Working on that test case right now, will get back to you :slight_smile:

OK, mock-up is here: GitHub - yesterdays-vigilante/activerecord-connection-pool-tests: Some performance tests for different models of connection pool management.

Ah, I see what you're saying now. TBQH, as it really seems fine if we internally do check connections in. I just don't know how much of an effort it will require. I suspect there are maybe 1 or 2 places that we would have to change to get the most benefit. The main thing I worry about is checking out a connection where we don't actually need to do any database work (like getting the schema cache).

If you're interested in finding the places we need to fix, I'd be happy to merge the patch! :slight_smile:

"it checks out a connection separately for each database action"

Transactions are per connection, how does that approach handle them?

Xavier,

As far as I know, Rails already doesn’t wrap the entire request in a transaction, so that shouldn’t be an issue.

Unless what you’re saying is that operations already wrapped in a transaction block would be affected.

From what I can tell, ActiveRecord only provides one way to manually open a transaction, which is a transaction do ... end block; in this case, if the connection is checked out and in around transaction, it will still work OK; you’ll have the same connection and the same transaction for everything within that block.

Aaron, I have no idea if I’ll be able to work that out, but I’ll give it a shot.

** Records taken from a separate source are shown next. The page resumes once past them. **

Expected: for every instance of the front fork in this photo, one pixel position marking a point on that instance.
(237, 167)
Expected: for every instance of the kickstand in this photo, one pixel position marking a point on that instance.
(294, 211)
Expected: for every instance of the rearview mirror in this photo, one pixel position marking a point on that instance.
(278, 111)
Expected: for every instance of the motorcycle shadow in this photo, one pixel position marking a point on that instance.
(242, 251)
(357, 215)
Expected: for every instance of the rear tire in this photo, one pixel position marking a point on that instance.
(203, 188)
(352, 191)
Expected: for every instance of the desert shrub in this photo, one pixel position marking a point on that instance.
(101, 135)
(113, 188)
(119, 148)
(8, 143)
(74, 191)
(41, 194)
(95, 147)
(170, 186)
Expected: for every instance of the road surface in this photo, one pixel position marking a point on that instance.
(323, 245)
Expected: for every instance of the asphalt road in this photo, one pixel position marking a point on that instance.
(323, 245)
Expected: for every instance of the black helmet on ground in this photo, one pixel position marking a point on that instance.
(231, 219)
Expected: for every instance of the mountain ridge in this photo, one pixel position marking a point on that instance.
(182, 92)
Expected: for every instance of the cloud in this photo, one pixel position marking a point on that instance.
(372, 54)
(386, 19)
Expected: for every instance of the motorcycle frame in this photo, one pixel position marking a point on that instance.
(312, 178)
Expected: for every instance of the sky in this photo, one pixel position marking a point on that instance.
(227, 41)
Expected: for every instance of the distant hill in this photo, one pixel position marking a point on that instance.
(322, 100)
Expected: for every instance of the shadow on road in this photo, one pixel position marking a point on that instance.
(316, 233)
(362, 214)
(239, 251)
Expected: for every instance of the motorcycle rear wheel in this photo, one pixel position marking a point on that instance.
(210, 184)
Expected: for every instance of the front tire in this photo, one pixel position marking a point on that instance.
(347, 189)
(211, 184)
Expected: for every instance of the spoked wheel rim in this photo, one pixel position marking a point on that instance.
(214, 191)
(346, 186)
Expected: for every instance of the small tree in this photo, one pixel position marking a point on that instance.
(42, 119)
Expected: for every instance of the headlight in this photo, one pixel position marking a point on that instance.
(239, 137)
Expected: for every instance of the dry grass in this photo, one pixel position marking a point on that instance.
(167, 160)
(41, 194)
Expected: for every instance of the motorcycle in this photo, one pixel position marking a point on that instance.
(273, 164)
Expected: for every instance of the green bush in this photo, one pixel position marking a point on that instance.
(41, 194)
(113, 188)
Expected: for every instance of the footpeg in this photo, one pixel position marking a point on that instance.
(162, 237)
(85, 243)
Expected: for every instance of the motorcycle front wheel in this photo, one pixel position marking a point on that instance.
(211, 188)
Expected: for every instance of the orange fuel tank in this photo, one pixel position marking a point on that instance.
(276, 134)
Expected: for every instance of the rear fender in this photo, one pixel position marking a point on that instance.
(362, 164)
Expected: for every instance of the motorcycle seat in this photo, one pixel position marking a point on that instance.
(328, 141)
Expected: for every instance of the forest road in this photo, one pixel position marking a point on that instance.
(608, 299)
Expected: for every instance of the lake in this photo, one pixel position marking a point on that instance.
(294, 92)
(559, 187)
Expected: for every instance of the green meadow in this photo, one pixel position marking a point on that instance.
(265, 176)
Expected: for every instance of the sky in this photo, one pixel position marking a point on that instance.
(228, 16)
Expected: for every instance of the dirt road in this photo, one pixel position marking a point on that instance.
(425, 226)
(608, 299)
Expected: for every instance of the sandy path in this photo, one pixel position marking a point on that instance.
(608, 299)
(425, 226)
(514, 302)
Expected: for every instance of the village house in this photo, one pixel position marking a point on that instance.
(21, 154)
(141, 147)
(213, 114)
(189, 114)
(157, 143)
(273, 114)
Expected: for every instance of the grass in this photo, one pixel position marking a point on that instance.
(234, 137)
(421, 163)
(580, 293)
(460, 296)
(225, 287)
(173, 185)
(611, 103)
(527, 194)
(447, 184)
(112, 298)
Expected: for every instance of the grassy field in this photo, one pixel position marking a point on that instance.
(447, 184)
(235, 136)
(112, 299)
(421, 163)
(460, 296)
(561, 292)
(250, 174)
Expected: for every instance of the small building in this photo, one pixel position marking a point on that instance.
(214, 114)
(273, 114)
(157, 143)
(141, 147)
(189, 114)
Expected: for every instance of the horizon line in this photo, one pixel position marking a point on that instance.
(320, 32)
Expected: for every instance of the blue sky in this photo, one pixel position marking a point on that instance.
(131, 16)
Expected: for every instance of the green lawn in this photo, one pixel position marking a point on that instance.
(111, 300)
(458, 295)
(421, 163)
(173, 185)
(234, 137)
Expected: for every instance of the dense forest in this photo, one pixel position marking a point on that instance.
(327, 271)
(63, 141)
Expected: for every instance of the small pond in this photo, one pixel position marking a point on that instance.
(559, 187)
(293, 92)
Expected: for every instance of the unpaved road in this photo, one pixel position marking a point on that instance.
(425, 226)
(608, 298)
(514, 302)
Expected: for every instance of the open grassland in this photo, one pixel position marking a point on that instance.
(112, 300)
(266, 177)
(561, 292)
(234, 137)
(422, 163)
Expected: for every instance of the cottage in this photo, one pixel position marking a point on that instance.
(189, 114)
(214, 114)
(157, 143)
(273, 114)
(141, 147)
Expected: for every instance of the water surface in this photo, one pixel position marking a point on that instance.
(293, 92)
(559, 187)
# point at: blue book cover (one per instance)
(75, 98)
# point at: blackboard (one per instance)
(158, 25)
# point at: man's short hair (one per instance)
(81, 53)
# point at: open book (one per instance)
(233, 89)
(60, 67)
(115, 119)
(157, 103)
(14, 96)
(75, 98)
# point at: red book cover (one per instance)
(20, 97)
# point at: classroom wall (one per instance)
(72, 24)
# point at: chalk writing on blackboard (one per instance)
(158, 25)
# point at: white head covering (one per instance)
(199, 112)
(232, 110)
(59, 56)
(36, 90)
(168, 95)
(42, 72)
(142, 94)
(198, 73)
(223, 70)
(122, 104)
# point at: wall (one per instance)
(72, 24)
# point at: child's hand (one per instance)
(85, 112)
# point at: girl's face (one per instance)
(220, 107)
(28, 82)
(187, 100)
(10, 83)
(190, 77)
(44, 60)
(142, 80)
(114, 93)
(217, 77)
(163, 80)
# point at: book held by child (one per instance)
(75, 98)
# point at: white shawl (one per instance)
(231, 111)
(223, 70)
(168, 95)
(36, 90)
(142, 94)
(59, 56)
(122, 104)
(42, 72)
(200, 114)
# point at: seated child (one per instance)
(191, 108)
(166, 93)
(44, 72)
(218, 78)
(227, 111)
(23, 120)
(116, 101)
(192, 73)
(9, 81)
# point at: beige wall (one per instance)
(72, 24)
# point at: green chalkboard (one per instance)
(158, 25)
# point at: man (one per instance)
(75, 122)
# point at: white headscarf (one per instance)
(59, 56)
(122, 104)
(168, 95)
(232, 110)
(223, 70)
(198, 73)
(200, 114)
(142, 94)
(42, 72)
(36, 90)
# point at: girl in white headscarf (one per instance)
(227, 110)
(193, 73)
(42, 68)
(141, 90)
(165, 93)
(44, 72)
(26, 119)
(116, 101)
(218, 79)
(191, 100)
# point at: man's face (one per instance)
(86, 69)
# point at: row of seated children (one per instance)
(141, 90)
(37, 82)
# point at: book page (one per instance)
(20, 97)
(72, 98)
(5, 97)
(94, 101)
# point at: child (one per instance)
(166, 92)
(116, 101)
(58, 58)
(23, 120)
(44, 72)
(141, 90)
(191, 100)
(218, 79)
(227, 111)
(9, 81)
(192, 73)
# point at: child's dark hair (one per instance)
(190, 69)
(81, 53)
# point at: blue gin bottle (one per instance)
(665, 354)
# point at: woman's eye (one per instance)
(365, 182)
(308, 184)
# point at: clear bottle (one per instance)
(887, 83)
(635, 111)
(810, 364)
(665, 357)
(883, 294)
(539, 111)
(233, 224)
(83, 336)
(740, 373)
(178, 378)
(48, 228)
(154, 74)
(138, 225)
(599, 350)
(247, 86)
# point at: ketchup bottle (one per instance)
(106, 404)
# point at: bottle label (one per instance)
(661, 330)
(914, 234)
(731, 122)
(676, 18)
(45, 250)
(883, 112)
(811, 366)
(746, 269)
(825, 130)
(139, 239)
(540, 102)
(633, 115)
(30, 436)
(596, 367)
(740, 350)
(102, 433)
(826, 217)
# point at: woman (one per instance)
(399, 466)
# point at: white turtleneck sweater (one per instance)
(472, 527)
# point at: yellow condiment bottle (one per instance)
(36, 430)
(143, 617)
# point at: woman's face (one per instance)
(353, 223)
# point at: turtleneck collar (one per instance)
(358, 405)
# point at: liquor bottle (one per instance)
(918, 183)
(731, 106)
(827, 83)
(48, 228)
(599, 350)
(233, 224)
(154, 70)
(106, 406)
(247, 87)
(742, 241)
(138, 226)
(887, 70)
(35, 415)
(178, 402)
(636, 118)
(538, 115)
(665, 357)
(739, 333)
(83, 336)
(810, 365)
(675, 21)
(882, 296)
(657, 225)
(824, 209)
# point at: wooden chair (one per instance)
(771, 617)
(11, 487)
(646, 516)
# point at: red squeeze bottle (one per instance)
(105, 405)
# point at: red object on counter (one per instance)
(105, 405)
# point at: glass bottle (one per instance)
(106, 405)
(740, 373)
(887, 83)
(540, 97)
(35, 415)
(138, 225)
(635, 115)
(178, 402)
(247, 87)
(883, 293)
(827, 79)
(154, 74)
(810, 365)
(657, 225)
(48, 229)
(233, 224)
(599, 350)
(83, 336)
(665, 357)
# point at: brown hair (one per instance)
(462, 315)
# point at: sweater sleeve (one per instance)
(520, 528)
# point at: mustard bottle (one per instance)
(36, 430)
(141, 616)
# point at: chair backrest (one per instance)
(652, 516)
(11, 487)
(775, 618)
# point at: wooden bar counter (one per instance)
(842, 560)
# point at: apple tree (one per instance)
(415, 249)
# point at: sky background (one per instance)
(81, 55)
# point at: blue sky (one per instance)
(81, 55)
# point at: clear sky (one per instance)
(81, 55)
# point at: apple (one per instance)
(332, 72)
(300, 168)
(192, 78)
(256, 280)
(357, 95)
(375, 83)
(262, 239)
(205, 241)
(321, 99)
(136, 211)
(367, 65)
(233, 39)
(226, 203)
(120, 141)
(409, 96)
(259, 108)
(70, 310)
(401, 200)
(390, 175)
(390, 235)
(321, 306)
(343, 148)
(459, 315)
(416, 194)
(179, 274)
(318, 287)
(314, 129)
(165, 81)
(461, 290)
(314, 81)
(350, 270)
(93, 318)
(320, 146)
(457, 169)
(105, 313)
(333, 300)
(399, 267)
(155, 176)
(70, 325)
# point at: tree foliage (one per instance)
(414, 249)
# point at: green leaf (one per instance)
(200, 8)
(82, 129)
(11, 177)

The only time I’ve seen one connection per thread being an issue was in one app that ran many processes and it started to reach the connection limit of their db server in traffic peaks. Even in that scenario, contention is also a risk if you reduce the pool.

Other than the mental image that you’re using less resources (at the price of contention), I am not sure there is going to be any significant practical win. It could be, I am not saying it wouldn’t (I have not done your study), but at first sight the cost/benefit is not clear to me in practical terms.

Regarding transactions, #execute is public AR interface, and

AR::Base.connection.execute(‘START TRANSACTION’)

is valid AR code, I am not sure if drivers know the connection is in a transaction and have API to check, but #transaction_open? returns false as of this writing. Why would anybody do that? I don’t know, maybe because they are writing a heavy SQL oriented script and doing that manually feels natural… it doesn’t matter, it can be done.

Another practical point is that when a connection is checked out the connection pool tests if it is alive issuing for example SELECT 1. That would mean that if a request performs today 200 queries, they would become 400 queries. I don’t know if the alive check could be rethought to run less frequently, but it probably should to avoid that 2x.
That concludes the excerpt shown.